Because the “big house” on campus could not provide rooms for the entire community, Sister Helen joined the group who occupied a section of the House of Studies and commuted for prayers and meals. When housing policies broadened, she joined five others who pioneered in setting up community in a family-sized house across Robinson Road.

Sister Helen was also one of the first to extend educational ministry beyond traditional commitments. She accepted, first on a part-time basis, a position in the international department of Steelcase Corporation for employees and their families preparing for overseas assignments. After a sabbatical year of study at the University of Quebec, Trois Rivieres, Canada, she retired from the Aquinas faculty and kept the Steelcase position as her ministry.

Helen’s interests have been music, reading, needlepoint, swimming, and getting together with friends. “Though community life has been a mixture of pain, joy, grace and challenge, it has always been home,” she wrote. In whatever size home she lived, she was a gracious lady known for her joie de vivre and her flair for gourmet cooking. Helen had a great love for her family, especially her father, and formed deep and lasting friendships with others. When Denise, a friend from her graduate university, was afflicted with illness and other misfortunes, Helen traveled long distances to bring the support of her presence.
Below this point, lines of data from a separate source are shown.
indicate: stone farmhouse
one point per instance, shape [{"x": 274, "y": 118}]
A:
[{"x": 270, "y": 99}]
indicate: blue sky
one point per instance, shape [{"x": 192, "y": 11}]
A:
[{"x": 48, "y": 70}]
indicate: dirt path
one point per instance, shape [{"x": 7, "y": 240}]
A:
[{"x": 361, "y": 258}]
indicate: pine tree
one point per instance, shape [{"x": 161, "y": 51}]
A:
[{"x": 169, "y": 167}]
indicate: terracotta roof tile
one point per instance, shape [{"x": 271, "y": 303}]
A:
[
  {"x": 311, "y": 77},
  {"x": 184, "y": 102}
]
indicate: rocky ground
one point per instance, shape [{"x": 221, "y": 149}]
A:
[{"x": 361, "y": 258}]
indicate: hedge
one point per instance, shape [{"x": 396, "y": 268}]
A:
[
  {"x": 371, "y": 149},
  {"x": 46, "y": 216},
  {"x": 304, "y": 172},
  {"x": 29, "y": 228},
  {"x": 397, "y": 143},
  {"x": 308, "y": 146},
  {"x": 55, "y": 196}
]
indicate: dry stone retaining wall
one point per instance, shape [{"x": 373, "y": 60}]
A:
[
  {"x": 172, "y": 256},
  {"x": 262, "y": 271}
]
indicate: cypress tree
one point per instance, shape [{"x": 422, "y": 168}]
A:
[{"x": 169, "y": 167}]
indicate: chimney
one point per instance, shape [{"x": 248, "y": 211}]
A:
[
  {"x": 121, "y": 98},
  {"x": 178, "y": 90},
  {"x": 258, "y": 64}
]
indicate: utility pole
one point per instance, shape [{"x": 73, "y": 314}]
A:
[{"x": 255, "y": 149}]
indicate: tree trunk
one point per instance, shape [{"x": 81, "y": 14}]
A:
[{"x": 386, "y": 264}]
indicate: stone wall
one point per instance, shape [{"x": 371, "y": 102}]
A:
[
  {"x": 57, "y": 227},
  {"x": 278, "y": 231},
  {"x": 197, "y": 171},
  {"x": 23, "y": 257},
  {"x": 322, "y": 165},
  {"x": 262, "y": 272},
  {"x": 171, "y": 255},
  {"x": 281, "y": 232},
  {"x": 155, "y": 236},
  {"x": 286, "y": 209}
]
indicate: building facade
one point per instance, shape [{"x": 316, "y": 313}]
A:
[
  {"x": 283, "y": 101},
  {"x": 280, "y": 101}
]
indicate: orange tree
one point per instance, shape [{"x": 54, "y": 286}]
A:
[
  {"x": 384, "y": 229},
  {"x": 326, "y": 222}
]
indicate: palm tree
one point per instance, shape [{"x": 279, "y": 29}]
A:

At the time of her Diamond Jubilee in 1995, she wrote: “They have gone so fast, these sixty years. In looking back, I sometimes wonder what I have done to be gifted with so much: community, friends, family, and a ministry of teaching that I have always loved even to this day. So from my heart I give thanks to a loving, gentle God and to all those who have meant so much to me on the exciting journey of life.”

Sister Helen is survived by nieces, nephews, many friends and Sisters in our Dominican Community.